What was the issue?
Last week, while working with the azure cloud services we tried to stress test
it and guess what we found? CPU spikes!!
Initially we thought that this might be something related to load on the server
as it was a small VM instance but at the same time the results were unbelievable
as number of concurrent requests to the server were comparatively less. This
gave us the kick start and we started to drill down to the real issue.
The approach:
It all started with several meetings with few brainy people around because I was
clueless, some even directly said man your application got memory leaks (I found
this quite exaggerative) but then
Thanks to the Visual Studio profiling framework which helped me a-lot to drill
down into real issue of this CPU spikes. You can read about how to use this
feature and how it helps in my blog post here
profiling windows azure cloud services.
When I tried to stress test the service and tried to collect the profiled logs,
found that there were these two methods which were taking almost more than 80%
of CPU, wow!!
- Scripts.Render
- Styles.Render
Note: I was using ASP.NET MVC web optimization nuget v 1.0
Irony is, these methods are from the web optimization framework meaning, these are introduced to improve the performance of your web application by bundling the java-scripts and css files. More info about bundling here: Bundling and Minification.
All right - then of course the straight way to remove these calls from application and try to stress application again and check results.
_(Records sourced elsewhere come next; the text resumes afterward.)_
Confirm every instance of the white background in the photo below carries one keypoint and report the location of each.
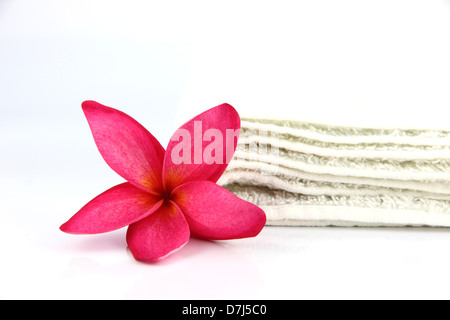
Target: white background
(136, 56)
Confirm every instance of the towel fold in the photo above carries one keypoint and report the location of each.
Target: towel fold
(309, 174)
(344, 118)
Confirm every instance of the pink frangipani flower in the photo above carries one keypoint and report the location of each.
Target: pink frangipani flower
(165, 200)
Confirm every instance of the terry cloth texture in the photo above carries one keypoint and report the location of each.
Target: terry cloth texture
(345, 109)
(315, 175)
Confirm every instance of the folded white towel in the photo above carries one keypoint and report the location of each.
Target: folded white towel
(344, 110)
(301, 175)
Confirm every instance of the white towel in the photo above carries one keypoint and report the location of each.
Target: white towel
(344, 111)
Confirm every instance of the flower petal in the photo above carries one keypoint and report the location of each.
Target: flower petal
(127, 147)
(114, 209)
(214, 213)
(159, 235)
(202, 148)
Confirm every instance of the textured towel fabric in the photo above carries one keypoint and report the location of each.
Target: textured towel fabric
(344, 106)
(315, 175)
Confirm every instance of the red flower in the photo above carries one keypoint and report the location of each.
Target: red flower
(166, 200)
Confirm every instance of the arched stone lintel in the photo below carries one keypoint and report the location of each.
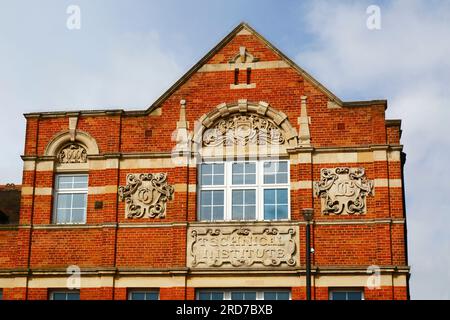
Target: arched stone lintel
(64, 137)
(262, 108)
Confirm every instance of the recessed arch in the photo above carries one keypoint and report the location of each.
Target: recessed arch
(261, 109)
(63, 138)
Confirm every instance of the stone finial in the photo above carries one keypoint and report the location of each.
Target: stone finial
(182, 137)
(303, 121)
(73, 128)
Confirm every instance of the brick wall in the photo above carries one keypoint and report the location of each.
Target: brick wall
(348, 244)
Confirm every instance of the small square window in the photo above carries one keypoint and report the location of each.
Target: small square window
(275, 172)
(212, 174)
(143, 295)
(70, 199)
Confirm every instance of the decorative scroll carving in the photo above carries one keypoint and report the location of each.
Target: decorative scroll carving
(146, 195)
(243, 130)
(252, 246)
(343, 190)
(73, 153)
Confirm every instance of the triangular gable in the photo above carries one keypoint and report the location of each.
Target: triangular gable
(222, 44)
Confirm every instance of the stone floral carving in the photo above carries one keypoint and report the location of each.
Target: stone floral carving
(246, 247)
(243, 130)
(73, 153)
(146, 195)
(343, 190)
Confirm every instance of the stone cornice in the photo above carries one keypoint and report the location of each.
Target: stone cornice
(184, 271)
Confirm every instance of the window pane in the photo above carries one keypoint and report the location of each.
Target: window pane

We did exact same thing and this time application performed pretty well!! No CPU spikes this time!! Man bingo, surprising but desirable result!!!!!!
Then why the optimization framework was doing something like this? Why? Why, why and why.......? This question even appeared in my dreams, lolz !!
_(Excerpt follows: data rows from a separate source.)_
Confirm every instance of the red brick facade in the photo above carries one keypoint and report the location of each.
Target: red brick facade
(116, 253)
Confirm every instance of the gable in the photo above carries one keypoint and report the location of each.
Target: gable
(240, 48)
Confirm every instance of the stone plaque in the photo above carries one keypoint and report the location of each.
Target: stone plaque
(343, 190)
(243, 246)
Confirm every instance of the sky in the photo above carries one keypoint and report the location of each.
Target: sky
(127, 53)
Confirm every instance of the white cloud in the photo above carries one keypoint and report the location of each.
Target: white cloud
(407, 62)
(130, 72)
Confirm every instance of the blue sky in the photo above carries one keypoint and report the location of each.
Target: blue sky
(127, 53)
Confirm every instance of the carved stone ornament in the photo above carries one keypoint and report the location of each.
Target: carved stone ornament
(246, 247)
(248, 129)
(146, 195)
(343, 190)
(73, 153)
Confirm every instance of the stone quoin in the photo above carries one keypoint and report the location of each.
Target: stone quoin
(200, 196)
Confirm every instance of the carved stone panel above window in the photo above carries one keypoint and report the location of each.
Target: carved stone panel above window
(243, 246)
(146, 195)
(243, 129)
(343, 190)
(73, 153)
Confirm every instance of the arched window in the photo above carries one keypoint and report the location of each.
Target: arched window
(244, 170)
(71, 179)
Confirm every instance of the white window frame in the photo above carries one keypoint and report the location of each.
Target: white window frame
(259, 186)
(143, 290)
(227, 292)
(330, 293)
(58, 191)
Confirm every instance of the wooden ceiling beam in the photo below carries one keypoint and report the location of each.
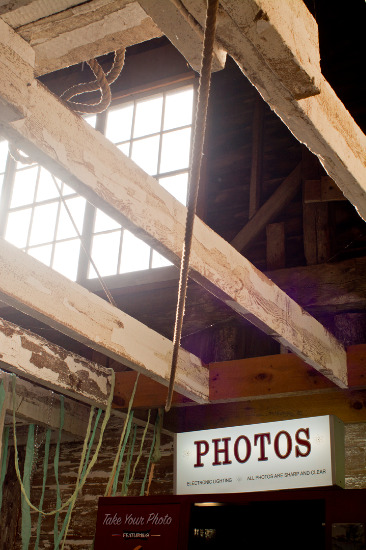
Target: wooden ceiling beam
(270, 42)
(39, 291)
(66, 144)
(34, 358)
(85, 31)
(183, 31)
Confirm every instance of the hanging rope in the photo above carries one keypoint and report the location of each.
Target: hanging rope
(102, 82)
(198, 140)
(80, 485)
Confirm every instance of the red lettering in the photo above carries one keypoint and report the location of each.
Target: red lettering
(225, 450)
(276, 444)
(200, 452)
(262, 438)
(303, 442)
(236, 449)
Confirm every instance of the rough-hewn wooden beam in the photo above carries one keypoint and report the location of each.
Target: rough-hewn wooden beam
(282, 196)
(321, 122)
(113, 182)
(28, 355)
(183, 31)
(85, 31)
(35, 404)
(39, 291)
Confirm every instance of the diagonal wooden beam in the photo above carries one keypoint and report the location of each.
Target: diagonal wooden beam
(273, 206)
(48, 296)
(34, 358)
(269, 41)
(99, 171)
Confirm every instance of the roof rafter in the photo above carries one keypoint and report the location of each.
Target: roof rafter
(55, 136)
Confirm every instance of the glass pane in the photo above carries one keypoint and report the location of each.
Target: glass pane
(175, 150)
(42, 253)
(43, 225)
(148, 117)
(65, 228)
(105, 249)
(125, 148)
(66, 258)
(119, 123)
(135, 254)
(177, 186)
(24, 187)
(91, 120)
(17, 227)
(46, 186)
(3, 155)
(159, 261)
(145, 154)
(103, 222)
(178, 109)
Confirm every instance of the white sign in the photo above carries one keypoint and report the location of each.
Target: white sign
(278, 455)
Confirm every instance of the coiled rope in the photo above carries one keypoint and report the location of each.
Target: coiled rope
(198, 140)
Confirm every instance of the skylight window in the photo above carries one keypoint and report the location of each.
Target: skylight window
(155, 132)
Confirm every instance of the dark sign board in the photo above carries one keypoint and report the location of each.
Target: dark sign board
(136, 526)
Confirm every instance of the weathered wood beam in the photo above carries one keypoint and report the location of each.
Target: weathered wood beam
(35, 404)
(114, 183)
(89, 30)
(271, 376)
(28, 355)
(348, 406)
(48, 296)
(275, 204)
(183, 31)
(321, 122)
(325, 288)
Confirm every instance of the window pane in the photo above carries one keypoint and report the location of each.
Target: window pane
(65, 228)
(119, 123)
(105, 251)
(3, 155)
(46, 186)
(158, 260)
(103, 222)
(178, 109)
(44, 222)
(42, 253)
(135, 253)
(148, 117)
(177, 186)
(175, 150)
(145, 154)
(17, 227)
(24, 186)
(66, 258)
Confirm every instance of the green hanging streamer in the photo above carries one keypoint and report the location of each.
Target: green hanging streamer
(45, 468)
(122, 452)
(4, 461)
(142, 490)
(82, 469)
(140, 451)
(26, 519)
(126, 476)
(108, 489)
(55, 464)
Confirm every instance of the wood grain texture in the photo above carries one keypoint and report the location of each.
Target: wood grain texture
(36, 359)
(111, 181)
(50, 297)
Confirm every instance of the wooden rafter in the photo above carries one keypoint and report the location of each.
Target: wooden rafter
(99, 171)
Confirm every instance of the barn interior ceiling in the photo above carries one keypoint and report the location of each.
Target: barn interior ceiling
(313, 83)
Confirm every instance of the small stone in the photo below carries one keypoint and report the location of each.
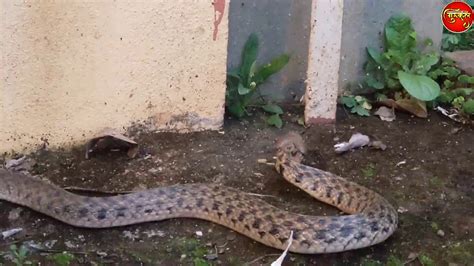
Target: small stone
(230, 237)
(101, 254)
(440, 233)
(211, 256)
(153, 170)
(14, 214)
(402, 210)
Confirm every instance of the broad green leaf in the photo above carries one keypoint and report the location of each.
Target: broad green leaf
(464, 91)
(253, 67)
(275, 120)
(447, 84)
(366, 105)
(466, 79)
(242, 90)
(458, 102)
(348, 101)
(399, 34)
(446, 97)
(468, 107)
(236, 109)
(434, 74)
(271, 68)
(273, 108)
(373, 83)
(233, 74)
(375, 55)
(359, 110)
(420, 87)
(428, 42)
(394, 261)
(249, 56)
(452, 71)
(426, 261)
(424, 64)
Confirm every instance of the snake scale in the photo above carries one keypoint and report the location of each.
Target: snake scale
(370, 220)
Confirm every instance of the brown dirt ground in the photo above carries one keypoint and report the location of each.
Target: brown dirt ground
(434, 190)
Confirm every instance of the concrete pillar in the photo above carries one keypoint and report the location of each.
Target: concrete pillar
(323, 61)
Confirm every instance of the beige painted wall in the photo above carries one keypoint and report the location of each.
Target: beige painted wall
(323, 62)
(71, 68)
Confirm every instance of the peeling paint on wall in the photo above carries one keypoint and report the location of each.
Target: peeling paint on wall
(219, 7)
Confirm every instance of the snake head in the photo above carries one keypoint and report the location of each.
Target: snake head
(290, 147)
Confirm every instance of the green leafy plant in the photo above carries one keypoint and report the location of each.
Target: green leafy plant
(426, 261)
(243, 83)
(402, 65)
(357, 104)
(19, 255)
(62, 259)
(459, 41)
(411, 76)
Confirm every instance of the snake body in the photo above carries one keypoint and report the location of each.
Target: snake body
(370, 220)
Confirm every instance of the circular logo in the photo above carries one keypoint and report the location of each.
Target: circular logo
(457, 17)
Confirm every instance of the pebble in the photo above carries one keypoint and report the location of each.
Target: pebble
(440, 233)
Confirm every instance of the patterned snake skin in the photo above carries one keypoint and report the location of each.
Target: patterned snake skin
(371, 218)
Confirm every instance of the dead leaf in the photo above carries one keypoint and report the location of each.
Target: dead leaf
(377, 144)
(386, 114)
(357, 140)
(280, 259)
(110, 139)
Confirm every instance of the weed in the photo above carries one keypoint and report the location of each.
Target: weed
(461, 253)
(243, 83)
(434, 226)
(62, 259)
(411, 76)
(193, 250)
(19, 255)
(425, 260)
(394, 261)
(369, 171)
(358, 105)
(370, 262)
(437, 182)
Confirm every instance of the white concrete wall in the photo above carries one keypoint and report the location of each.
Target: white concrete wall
(323, 62)
(71, 68)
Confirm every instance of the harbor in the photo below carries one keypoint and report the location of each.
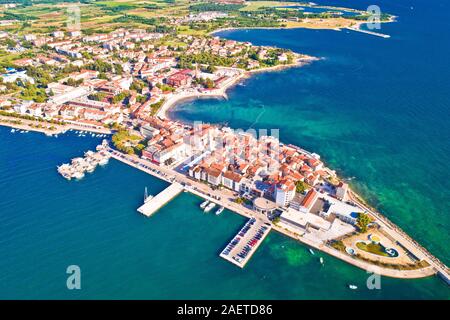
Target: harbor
(246, 242)
(79, 166)
(382, 35)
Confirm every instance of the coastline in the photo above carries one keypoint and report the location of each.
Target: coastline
(30, 125)
(435, 267)
(204, 192)
(175, 99)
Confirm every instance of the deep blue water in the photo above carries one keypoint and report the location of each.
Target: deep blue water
(374, 108)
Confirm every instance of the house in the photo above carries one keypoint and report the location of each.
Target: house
(341, 191)
(58, 34)
(307, 201)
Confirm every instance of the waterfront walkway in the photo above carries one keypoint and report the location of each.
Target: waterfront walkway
(154, 204)
(382, 35)
(225, 198)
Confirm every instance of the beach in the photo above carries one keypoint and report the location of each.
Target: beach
(221, 92)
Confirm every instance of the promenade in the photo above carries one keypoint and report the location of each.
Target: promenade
(31, 125)
(225, 198)
(157, 202)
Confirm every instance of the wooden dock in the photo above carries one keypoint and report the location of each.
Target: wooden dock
(157, 202)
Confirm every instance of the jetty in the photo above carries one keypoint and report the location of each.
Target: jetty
(157, 202)
(382, 35)
(246, 242)
(80, 165)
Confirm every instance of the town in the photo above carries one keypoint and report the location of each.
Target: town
(125, 81)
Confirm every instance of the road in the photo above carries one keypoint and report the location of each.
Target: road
(227, 200)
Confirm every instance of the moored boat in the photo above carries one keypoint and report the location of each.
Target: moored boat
(219, 211)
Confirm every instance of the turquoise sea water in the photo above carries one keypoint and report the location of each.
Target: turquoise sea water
(390, 132)
(375, 109)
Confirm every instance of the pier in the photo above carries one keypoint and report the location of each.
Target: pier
(369, 32)
(246, 242)
(203, 191)
(157, 202)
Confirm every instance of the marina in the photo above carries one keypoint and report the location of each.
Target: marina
(77, 168)
(153, 204)
(246, 242)
(382, 35)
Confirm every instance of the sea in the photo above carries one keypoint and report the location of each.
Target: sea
(375, 109)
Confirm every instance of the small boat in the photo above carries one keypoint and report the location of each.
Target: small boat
(219, 211)
(210, 207)
(204, 204)
(103, 162)
(147, 197)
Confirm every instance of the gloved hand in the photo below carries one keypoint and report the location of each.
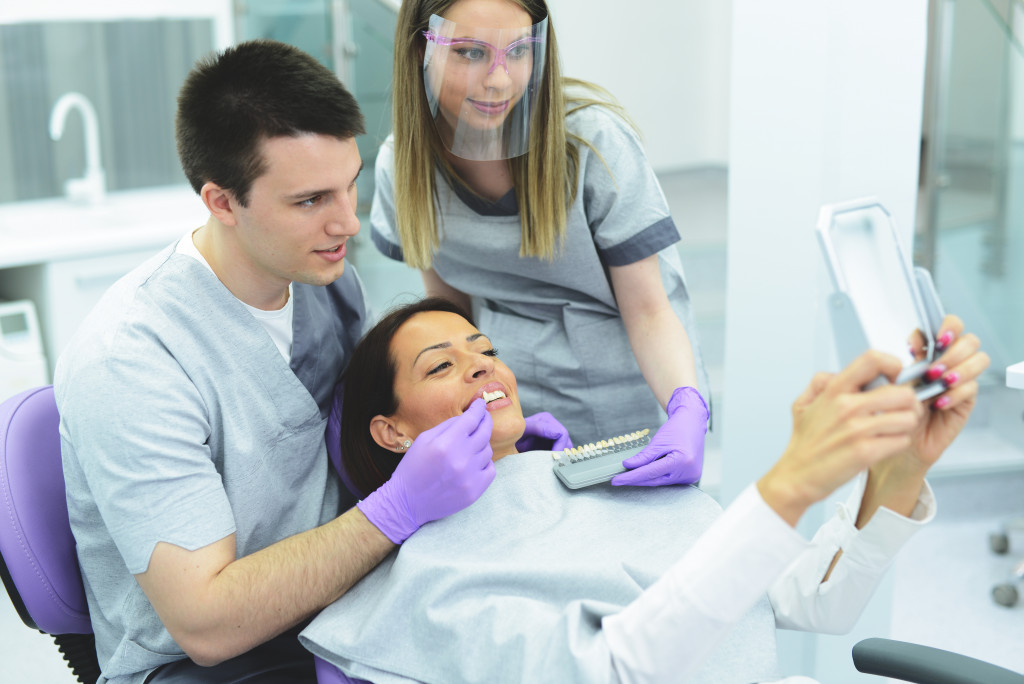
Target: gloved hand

I started search on it but didn't find anything helpful, I even started doubting my decision about removing those calls from the application unless I hit these posts here:
Here is why and *purely based on my assumption*
When you use this bundling framework (a.k.a. Web optimization framework), server uses the caching. All it needs to do is – bundle those scripts and CSS files, cache those on server and use it while sending response back to the clients.
Usually these caching settings are defined in the web configuration file of the application. These are the settings which talks about what type of caching needs to be used and what are its providers.
Things might have worked pretty fine if I was using the default caching and providers, however as this application was built for cloud, I was using the azure managed cache service which is really a distributed cache and hence the my caching settings in the web configuration file looked something like this:
- <caching>
-
- <outputCache defaultProvider="DistributedCache">
-
- <providers>
-
- <add name="DistributedCache"
-
- type="Microsoft.Web.DistributedCache.DistributedCacheOutputCacheProvider,
-
- Microsoft.Web.DistributedCache" cacheName="default" dataCacheClientName="default" />
-
- </providers>
-
- </outputCache>
-
- </caching>
Now here is the trick, seems the web optimization framework (v1.0) didn’t know distributed cache providers and hence it simply ignored the caching, which indeed lead to recompilation of your bundles every time with each request and hence caused higher CPU utilization.
Now here is what I did to prove the assumption mentioned above -
Removed both from my application i.e. bundling as well as distributed caching settings - it worked fine and CPU utilization never touched the boundary.
Takeaways:
In case you are facing the same issue of high CPU consumption on the web server in your ASP.NET MVC application or cloud service then, - Run the visual studio profiler locally and get to the root cause.
- If you find the Optimization framework APIs are taking most of the CPU, remove those and load test your application, see the results to validate your findings.
Latest developments:
According to Enable server cache for non default output cache providers - it’s the discussion on codeplex on this very same issue, but if you go and see the comments section then it is said that they have fixed it in the next version of nuget. (i.e. post version 1.0).
I haven’t tried using next version of this Nuget but when I will do it, I will update this post.